Dr. David H. Slater
Communications Manager
David H. Slater is the Communications Manager for the United States-Japan Foundation. He holds a Ph.D. from the University of Chicago and is a professor emeritus of Cultural Anthropology and Japanese Studies at Sophia University in Tokyo. He has also taught at the University of Tokyo, Waseda University, and Hosei University, and was a Visiting Fellow at Columbia University.
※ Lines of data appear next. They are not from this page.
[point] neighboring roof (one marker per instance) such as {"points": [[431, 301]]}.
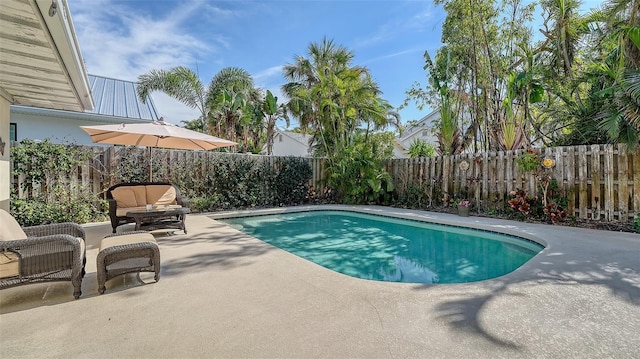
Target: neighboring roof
{"points": [[119, 98], [421, 124], [299, 137], [40, 60]]}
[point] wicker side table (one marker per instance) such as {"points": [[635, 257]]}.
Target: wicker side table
{"points": [[127, 253]]}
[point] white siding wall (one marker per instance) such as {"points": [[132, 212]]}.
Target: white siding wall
{"points": [[56, 129], [286, 146], [5, 179]]}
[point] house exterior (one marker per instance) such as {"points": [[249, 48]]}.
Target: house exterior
{"points": [[40, 65], [422, 130], [287, 143], [116, 101]]}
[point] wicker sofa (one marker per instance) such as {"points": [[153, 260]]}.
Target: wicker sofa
{"points": [[52, 252], [127, 197]]}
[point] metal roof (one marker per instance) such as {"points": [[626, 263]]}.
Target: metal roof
{"points": [[40, 60], [119, 98]]}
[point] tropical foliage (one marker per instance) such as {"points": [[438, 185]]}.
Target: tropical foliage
{"points": [[341, 107], [503, 88]]}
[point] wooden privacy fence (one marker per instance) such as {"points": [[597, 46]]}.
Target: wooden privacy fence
{"points": [[600, 182]]}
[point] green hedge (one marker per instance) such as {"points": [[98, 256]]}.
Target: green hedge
{"points": [[211, 183]]}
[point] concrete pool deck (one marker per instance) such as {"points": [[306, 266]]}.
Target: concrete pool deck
{"points": [[223, 294]]}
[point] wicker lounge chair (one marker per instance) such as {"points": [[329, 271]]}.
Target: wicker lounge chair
{"points": [[53, 252], [130, 197]]}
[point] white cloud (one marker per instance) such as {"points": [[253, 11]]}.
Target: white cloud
{"points": [[388, 56], [118, 42], [395, 27]]}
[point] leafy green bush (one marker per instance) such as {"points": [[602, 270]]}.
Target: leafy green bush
{"points": [[45, 169], [61, 206], [239, 181]]}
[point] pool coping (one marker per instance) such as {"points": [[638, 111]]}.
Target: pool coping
{"points": [[392, 212]]}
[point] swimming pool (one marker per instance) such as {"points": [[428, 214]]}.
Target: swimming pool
{"points": [[389, 249]]}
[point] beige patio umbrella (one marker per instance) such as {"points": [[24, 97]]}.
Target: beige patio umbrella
{"points": [[155, 134]]}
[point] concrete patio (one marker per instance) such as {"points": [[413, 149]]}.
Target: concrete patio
{"points": [[223, 294]]}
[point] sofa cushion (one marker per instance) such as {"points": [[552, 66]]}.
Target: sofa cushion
{"points": [[11, 230], [130, 196], [122, 211], [161, 195], [125, 197]]}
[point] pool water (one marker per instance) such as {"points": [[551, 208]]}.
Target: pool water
{"points": [[388, 249]]}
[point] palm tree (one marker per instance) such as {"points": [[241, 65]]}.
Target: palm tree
{"points": [[333, 98], [180, 83], [221, 105], [273, 112], [620, 114]]}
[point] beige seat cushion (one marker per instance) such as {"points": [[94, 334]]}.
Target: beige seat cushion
{"points": [[122, 212], [11, 229], [9, 265], [161, 194], [126, 239], [130, 196]]}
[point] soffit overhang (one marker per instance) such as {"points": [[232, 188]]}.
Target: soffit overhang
{"points": [[40, 60]]}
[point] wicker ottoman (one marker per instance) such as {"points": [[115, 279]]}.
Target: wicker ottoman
{"points": [[127, 253]]}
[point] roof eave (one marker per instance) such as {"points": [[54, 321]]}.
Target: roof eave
{"points": [[63, 37]]}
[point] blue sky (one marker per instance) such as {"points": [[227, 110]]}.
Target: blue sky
{"points": [[124, 39]]}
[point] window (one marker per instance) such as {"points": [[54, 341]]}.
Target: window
{"points": [[13, 132]]}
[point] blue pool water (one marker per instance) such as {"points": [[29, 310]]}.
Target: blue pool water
{"points": [[387, 249]]}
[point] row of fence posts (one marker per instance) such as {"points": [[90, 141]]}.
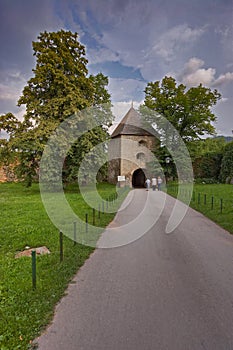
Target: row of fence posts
{"points": [[186, 193], [109, 201]]}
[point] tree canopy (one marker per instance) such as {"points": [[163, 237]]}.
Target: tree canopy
{"points": [[226, 173], [59, 88], [188, 110]]}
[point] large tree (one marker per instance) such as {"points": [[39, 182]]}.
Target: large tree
{"points": [[188, 110], [59, 88], [226, 173]]}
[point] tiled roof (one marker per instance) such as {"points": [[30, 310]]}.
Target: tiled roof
{"points": [[132, 124]]}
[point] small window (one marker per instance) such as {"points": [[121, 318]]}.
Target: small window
{"points": [[142, 143], [140, 156]]}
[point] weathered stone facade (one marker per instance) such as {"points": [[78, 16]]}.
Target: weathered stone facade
{"points": [[130, 149]]}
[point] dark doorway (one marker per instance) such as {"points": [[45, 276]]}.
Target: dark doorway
{"points": [[138, 179]]}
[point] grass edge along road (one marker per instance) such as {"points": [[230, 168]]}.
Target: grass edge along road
{"points": [[215, 201], [24, 312]]}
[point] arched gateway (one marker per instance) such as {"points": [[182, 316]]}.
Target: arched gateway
{"points": [[130, 149], [138, 178]]}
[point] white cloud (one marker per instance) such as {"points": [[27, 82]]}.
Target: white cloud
{"points": [[223, 79], [193, 74], [126, 89], [175, 39], [101, 55]]}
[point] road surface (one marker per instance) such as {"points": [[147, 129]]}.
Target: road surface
{"points": [[161, 292]]}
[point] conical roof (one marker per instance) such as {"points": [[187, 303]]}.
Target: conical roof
{"points": [[131, 124]]}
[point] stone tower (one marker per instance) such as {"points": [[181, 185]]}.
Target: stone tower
{"points": [[130, 150]]}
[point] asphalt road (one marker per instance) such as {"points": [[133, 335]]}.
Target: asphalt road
{"points": [[161, 292]]}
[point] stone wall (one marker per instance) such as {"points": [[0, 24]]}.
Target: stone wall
{"points": [[128, 153]]}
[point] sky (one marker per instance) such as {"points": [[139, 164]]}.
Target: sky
{"points": [[132, 42]]}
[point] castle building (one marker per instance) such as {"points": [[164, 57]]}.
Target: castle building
{"points": [[130, 151]]}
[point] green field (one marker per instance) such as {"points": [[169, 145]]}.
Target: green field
{"points": [[215, 201], [24, 311]]}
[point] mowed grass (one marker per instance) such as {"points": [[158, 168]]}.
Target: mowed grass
{"points": [[215, 201], [25, 311]]}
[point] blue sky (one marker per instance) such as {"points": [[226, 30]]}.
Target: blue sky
{"points": [[133, 42]]}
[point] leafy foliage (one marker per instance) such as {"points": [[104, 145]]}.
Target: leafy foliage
{"points": [[226, 173], [187, 110], [59, 88]]}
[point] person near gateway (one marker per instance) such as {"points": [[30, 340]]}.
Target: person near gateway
{"points": [[147, 184], [154, 183], [159, 183]]}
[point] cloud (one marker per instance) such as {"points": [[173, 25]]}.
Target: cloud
{"points": [[193, 74], [176, 39], [101, 55], [126, 89], [223, 79]]}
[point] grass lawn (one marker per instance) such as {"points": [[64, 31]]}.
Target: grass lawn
{"points": [[24, 222], [215, 201]]}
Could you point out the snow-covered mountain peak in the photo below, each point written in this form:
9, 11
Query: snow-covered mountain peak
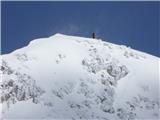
69, 77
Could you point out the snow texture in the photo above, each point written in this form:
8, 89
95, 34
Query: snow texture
68, 77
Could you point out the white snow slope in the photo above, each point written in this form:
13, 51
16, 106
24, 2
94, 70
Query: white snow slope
67, 77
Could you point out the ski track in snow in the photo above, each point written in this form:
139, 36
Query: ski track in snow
67, 77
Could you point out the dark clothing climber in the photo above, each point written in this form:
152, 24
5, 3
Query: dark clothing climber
93, 35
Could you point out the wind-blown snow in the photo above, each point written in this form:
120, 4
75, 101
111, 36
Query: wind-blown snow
68, 77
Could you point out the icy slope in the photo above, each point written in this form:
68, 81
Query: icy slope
67, 77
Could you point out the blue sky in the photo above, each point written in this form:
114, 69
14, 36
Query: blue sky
135, 24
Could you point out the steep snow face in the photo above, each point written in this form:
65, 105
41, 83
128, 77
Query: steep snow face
67, 77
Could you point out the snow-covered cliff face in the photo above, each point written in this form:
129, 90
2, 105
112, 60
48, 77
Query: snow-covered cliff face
66, 77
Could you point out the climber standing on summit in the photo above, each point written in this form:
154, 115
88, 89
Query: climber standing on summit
93, 35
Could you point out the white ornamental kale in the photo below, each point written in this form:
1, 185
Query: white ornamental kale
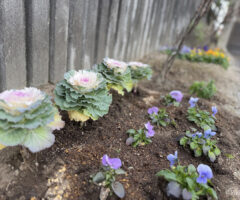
83, 94
140, 71
28, 118
117, 74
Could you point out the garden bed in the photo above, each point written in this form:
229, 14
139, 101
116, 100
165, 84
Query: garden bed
63, 171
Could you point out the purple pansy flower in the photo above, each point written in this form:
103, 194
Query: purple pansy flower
193, 102
172, 158
177, 95
205, 173
113, 163
150, 132
153, 110
198, 134
185, 50
214, 110
205, 48
208, 133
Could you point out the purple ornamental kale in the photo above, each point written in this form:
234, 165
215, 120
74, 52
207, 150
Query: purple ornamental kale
150, 132
172, 158
114, 163
208, 133
193, 102
214, 110
177, 95
205, 173
153, 110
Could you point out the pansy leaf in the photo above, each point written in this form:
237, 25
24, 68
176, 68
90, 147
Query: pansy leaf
191, 169
118, 189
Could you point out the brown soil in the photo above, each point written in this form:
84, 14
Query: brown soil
63, 171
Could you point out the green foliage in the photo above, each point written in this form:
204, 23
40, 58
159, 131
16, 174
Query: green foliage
93, 102
203, 89
201, 145
138, 137
162, 118
30, 127
201, 118
186, 177
168, 100
115, 79
107, 178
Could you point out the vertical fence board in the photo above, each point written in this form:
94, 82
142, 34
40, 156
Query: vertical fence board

Slater has an extensive range of publications in both academic and popular venues. His works include Social Class in Contemporary Japan: Structures, Sorting, and Strategies (Routledge, 2009), Japan Copes with Calamity: Ethnographies of the Earthquake, Tsunami, and Nuclear Disaster of March 2011 (Peter Lang, 2013), and most recently, Alternative Politics in Contemporary Japan: New Directions in Social Movements (University of Hawaii, 2024).
He presents his research globally, at institutions including Harvard, Princeton, Berkeley, Oxford, the School of Oriental and African Studies (SOAS) University of London, and the Australian National University (ANU). He currently serves on the editorial board of “Asia-Pacific Journal: Japan Focus.”
Slater’s teaching and research address the relationships between state, society, and culture. He has conducted significant research on youth culture and labor during Japan’s economic bubble. Following the 2011 triple disasters, he organized support and research groups in Tohoku, generating Japan’s largest open-source oral narrative archive. Since 2017, Slater has focused on supporting and researching migrant and refugee populations in the Kanto region, assisting with refugee applications and legal integration as Japan confronts its shrinking labor market. His work on this topic can be found at Refugee Voices Japan.
Slater resides in Tokyo with his wife, Ann Tashi Slater, a professor of comparative literature and an author.